Para Sigmund Freud (1917), na obra Luto e Melancolia, a depressão (melancolia) ocorre quando há uma perda simbólica — do objeto amado, da autoestima ou de uma idealização. Ao invés de elaborar o luto, o sujeito introjeta o objeto perdido e volta a agressividade contra si mesmo.
“O paciente sabe a quem perdeu, mas não sabe o que perdeu nesse alguém” – Freud, 1917.
Já André Green, psicanalista francês da Société Psychanalytique de Paris (SPP), descreve a depressão como “o vazio do negativo” — um estado onde o afeto não circula mais, e o psiquismo se paralisa.
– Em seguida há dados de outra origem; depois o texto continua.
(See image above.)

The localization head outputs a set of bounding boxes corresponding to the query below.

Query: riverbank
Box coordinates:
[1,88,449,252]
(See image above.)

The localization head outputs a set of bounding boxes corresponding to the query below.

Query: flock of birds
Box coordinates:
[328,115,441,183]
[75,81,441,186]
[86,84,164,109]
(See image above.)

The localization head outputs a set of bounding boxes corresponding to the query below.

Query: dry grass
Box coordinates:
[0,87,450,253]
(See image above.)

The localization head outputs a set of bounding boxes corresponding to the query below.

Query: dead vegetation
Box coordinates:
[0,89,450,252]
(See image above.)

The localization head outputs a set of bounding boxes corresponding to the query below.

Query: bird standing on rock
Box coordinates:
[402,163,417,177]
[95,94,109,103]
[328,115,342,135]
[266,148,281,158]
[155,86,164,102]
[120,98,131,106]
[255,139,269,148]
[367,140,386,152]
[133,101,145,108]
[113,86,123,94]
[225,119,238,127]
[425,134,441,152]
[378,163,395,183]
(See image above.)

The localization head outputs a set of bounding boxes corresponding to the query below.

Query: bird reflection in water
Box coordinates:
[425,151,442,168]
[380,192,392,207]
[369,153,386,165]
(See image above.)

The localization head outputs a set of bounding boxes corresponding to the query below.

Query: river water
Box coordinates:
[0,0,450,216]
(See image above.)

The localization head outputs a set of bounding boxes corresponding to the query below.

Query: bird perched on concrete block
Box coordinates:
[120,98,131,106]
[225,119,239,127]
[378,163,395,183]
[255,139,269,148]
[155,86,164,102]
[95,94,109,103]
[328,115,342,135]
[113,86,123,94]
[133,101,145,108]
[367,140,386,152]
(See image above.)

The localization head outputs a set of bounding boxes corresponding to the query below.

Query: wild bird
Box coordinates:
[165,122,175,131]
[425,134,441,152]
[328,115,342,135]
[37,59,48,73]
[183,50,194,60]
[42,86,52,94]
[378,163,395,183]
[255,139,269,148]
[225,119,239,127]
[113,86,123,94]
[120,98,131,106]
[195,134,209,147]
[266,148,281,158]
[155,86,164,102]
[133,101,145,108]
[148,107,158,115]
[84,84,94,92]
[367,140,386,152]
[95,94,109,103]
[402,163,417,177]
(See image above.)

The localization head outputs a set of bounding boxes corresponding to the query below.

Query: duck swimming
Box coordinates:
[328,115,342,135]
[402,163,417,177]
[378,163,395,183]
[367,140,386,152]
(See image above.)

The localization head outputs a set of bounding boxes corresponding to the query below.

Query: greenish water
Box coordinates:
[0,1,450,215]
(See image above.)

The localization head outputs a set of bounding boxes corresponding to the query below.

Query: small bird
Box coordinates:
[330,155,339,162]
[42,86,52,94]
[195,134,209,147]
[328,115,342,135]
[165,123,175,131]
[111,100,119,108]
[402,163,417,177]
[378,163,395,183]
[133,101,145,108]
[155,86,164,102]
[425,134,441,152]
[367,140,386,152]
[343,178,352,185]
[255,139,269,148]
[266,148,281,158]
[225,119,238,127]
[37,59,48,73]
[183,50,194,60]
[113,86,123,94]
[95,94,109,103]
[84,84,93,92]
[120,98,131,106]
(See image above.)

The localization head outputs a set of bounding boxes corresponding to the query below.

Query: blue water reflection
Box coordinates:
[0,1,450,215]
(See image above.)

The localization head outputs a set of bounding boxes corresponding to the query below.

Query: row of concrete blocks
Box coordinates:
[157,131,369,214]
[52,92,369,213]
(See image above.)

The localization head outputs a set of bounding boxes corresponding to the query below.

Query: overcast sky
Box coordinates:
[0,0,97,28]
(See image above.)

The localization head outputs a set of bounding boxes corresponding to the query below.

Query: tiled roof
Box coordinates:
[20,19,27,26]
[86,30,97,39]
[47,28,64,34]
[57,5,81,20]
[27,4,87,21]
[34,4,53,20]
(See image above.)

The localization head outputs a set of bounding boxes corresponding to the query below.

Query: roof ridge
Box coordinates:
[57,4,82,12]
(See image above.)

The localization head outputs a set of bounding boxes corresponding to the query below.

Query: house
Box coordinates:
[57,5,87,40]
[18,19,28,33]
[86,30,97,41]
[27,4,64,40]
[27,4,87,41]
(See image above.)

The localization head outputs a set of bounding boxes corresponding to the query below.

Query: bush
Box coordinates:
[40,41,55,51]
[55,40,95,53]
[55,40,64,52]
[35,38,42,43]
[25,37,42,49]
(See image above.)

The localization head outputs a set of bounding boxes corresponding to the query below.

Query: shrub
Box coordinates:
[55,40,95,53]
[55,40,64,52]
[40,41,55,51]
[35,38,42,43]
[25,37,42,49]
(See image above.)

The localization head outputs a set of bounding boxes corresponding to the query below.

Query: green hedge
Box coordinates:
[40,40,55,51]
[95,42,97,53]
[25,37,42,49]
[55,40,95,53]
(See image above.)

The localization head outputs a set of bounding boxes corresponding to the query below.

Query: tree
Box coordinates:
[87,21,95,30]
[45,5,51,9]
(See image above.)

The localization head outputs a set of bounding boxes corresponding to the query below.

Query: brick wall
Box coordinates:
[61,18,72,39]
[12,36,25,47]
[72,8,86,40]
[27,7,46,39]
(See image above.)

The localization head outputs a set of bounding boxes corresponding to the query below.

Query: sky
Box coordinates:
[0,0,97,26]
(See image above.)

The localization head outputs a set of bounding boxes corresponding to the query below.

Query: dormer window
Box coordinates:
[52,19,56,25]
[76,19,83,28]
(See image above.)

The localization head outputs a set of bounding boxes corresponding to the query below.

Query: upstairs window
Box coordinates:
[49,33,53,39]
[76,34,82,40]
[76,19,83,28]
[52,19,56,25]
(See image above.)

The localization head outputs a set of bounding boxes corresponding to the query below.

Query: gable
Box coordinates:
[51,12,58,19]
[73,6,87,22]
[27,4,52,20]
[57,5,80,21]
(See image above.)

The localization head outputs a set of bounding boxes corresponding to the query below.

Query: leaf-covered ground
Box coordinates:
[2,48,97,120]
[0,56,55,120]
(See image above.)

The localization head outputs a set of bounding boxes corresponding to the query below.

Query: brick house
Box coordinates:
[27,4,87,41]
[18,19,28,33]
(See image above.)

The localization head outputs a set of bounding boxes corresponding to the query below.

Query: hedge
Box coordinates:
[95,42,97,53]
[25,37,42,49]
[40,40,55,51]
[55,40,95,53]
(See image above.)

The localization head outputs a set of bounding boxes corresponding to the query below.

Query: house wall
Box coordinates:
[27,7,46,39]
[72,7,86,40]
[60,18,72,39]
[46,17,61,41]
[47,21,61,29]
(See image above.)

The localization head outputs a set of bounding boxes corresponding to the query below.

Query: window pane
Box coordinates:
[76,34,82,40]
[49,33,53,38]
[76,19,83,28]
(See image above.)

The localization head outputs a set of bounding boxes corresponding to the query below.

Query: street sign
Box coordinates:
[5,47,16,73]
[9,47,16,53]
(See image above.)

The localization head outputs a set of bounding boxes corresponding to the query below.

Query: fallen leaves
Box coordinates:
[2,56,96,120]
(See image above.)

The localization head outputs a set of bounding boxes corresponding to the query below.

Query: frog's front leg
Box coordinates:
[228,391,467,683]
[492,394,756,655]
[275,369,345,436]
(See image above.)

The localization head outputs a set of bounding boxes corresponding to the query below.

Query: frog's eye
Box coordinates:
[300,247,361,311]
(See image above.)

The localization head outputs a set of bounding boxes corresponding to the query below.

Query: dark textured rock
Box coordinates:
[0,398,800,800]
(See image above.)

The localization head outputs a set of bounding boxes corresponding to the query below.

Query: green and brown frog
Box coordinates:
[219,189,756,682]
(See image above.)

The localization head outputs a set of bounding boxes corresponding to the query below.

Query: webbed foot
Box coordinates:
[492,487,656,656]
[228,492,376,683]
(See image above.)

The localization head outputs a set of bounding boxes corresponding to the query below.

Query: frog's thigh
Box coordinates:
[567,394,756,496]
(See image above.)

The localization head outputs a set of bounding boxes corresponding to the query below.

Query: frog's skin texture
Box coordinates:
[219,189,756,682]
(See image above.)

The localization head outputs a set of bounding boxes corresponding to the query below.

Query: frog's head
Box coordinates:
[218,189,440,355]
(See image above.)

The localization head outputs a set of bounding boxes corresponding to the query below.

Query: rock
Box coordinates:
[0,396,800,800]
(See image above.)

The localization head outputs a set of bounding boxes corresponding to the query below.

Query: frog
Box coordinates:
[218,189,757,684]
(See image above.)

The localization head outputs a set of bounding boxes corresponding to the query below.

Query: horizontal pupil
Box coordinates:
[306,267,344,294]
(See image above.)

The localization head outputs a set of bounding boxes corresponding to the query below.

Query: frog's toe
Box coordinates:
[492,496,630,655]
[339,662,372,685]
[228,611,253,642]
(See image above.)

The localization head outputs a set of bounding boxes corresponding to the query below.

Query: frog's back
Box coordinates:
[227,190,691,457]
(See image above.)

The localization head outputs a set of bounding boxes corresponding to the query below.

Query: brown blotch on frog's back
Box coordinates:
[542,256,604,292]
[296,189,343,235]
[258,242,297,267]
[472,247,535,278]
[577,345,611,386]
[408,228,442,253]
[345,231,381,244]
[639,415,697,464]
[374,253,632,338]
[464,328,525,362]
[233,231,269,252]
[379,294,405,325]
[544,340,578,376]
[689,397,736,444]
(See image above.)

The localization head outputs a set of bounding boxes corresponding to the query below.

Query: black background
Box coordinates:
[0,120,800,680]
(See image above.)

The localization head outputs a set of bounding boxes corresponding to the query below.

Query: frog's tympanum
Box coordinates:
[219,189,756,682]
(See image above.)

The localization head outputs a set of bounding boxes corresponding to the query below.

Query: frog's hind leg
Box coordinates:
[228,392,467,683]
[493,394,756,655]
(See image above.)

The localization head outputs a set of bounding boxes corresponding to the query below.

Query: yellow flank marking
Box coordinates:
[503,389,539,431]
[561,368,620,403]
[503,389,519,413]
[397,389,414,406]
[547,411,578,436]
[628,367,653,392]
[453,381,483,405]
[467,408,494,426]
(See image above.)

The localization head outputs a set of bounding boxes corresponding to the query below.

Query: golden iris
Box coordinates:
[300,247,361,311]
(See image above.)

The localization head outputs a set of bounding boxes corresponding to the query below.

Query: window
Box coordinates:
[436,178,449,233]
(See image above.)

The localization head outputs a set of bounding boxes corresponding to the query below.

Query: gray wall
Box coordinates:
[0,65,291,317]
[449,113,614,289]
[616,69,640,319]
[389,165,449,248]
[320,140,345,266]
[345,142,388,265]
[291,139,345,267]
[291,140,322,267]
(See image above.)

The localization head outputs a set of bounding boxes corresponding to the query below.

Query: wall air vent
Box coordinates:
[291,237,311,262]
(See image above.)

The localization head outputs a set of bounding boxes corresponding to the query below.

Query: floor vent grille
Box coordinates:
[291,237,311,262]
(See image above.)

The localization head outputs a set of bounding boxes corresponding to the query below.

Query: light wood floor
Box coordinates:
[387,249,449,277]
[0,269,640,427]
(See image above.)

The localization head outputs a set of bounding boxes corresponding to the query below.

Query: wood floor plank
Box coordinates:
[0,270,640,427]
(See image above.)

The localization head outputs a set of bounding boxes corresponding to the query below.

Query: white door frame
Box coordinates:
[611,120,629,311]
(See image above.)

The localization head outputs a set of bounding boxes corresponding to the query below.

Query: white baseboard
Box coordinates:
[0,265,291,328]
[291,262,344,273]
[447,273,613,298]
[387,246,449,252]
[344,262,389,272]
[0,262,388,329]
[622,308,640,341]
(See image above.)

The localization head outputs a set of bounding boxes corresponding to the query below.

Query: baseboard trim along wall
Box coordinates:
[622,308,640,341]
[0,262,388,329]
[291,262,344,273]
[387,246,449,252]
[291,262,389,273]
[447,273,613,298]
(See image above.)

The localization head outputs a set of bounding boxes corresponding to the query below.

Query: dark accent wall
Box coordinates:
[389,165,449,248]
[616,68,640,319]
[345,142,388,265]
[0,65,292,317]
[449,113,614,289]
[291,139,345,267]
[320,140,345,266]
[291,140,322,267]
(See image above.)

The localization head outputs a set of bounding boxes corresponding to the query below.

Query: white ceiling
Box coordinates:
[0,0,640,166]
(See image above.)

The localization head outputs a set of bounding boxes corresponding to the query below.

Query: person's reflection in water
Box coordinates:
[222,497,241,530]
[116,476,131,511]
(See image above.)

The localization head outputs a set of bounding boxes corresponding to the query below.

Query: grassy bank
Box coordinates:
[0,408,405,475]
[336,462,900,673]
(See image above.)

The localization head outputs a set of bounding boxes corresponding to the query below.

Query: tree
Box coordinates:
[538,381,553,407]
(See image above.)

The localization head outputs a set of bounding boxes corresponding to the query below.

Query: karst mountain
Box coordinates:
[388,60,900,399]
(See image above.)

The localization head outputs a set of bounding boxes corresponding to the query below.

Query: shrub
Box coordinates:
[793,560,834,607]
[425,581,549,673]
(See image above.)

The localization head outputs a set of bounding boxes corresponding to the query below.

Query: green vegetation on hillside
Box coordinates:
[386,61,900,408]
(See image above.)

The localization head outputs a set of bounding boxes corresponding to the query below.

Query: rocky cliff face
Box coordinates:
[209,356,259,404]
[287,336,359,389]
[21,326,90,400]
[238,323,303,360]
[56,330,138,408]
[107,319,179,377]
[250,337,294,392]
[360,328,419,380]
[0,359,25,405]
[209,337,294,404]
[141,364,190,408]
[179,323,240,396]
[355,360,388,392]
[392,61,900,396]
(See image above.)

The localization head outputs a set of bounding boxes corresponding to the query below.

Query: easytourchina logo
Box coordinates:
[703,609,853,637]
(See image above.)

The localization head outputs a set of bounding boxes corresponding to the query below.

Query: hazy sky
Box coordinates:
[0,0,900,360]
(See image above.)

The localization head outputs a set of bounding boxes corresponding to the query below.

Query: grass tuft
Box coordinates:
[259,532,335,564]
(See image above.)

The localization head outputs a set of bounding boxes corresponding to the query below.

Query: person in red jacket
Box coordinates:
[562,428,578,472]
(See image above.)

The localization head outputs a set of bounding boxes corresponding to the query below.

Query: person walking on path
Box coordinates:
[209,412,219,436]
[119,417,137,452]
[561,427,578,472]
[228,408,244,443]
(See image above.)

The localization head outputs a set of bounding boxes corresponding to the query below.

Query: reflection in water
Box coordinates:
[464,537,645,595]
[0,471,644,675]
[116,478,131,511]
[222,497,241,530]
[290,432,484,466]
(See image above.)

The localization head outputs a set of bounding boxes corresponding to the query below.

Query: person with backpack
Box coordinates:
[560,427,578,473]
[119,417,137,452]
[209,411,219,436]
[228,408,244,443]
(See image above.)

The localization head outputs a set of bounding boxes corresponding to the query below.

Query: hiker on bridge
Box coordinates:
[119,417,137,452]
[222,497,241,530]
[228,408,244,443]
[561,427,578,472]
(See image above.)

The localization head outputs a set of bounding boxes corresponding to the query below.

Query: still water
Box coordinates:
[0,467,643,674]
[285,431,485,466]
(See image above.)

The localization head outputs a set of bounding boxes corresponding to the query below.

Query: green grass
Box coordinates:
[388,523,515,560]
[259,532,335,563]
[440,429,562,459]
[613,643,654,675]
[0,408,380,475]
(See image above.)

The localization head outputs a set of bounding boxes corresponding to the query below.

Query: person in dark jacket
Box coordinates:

A Sociedade Psicanalítica de Porto Alegre (SPPA) ressalta que nos casos de depressão severa, frequentemente encontramos um eu esmagado por ideais superegóicos, por exigências internas impossíveis de satisfazer.
Exemplo clínico fictício
Carlos, 42 anos, buscou atendimento após meses sem energia para sair da cama. Apesar de estar em um emprego estável e ter filhos pequenos, dizia: “Nada mais me importa”. O olhar era apagado, a fala arrastada. Durante a análise, emergiram conflitos com o pai — um homem severo, ausente e altamente crítico. Ao longo das sessões, Carlos começou a reconhecer como havia internalizado essa voz crítica, exigindo de si perfeição constante. A depressão, então, começou a ser entendida como forma de silenciar o desejo para evitar mais fracassos.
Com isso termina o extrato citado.